John Biggs, Mayor of Tower Hamlets, said: “SEND services are so important for many families in Tower Hamlets, improving the lives and supporting the development of children and young people.

“While we welcome the recent funding increase, it doesn’t go far enough nor does it fix the damage caused by years of underfunding which has left us with a big deficit that needs filled. We need the Government to recognise the importance of SEND services and give us the funding we need to provide the services.”

Cllr Danny Hassell, Cabinet Member for Children & Schools, said: “Parents are understandably worried about the future of services if the Government doesn’t provide proper funding. While any increase in funds is welcome, the current increase just plugs the gaps from previous years and doesn’t account for the increasing demand for SEND services.

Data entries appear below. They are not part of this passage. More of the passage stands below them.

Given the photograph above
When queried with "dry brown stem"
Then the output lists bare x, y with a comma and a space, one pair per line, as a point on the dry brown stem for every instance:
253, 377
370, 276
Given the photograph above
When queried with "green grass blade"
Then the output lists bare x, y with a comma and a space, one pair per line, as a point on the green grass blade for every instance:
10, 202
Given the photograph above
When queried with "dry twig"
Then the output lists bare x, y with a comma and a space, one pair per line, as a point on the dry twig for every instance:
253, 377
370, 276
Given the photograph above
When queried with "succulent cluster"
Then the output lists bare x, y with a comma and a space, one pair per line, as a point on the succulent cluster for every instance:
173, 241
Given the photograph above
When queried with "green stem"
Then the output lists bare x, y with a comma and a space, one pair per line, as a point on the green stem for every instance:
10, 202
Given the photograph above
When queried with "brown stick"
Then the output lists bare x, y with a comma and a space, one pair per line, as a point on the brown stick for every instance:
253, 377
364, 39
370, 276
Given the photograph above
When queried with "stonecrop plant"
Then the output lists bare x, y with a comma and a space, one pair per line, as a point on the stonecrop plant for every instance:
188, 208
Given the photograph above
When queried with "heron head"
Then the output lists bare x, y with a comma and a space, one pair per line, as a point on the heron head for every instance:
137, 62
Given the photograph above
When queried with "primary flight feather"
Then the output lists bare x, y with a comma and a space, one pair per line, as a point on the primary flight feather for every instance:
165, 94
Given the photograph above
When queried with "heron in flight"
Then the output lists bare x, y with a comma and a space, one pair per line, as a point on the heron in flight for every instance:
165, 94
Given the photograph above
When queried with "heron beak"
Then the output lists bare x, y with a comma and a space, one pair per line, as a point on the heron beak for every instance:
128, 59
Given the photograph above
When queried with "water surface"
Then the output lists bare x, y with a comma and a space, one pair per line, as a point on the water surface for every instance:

“We’re calling for a further increase in funding that will enable us to cover the historic deficit so that we can focus on service provision to meet the growing demand for SEND services amongst our children and young people.”

Text of the letter sent to the Education Secretary:

We write in relation to the Higher Needs Funding Block (HNFB) for children with special educational needs and disabilities (SEND). As you know, Tower Hamlets has been keen to highlight the funding shortfalls for SEND provision and we welcome the Department for Education’s decision to increase HNFB in Tower Hamlets to £59.7m this year.

Tower Hamlets has among the highest proportions of children and young people with Education, Health and Care Plans (EHCP) in the country. Between 2017 and 2020 the percentage of pupils with an Education, Health and Care Plan increased from 4.2% to 5.1% and the number of residents (aged 0-25) with an EHCP increased by 803 and currently totals circa 3,200.

The needs of children and young people are also changing rapidly. Over the three years 2017-20, the percentage of children with whose primary need is Autistic Spectrum Disorder (ASD) has increased from 9% to 12.8% and the percentage of young people with EHCPs attending post 16 institutions increased from 3.4% to 13.9%.

To meet this need we are increasing the number of school places for children with ASD through expanding Phoenix special school and establishing a new ASD resource base in one of our mainstream primary schools. This means an additional circa £2m per annum spending on funding these new school places and we have also increased the commission for Phoenix to provide outreach to mainstream schools.

Because of years of under-funding, our current HNFB has accumulated a deficit of £11.1m. This means that despite the recent funding increase, we will still be forced to cut current costs in order to address the deficit. In other words, the funding increase is essentially plugging the gaps from previous years, instead of paying for services to cover the increasing demand we’re seeing at present.

In order to resolve this issue, we’re calling for a further increase in funds that accounts for the historic deficit and the need to increase service provision to cover the growing demand for SEND services among our young population.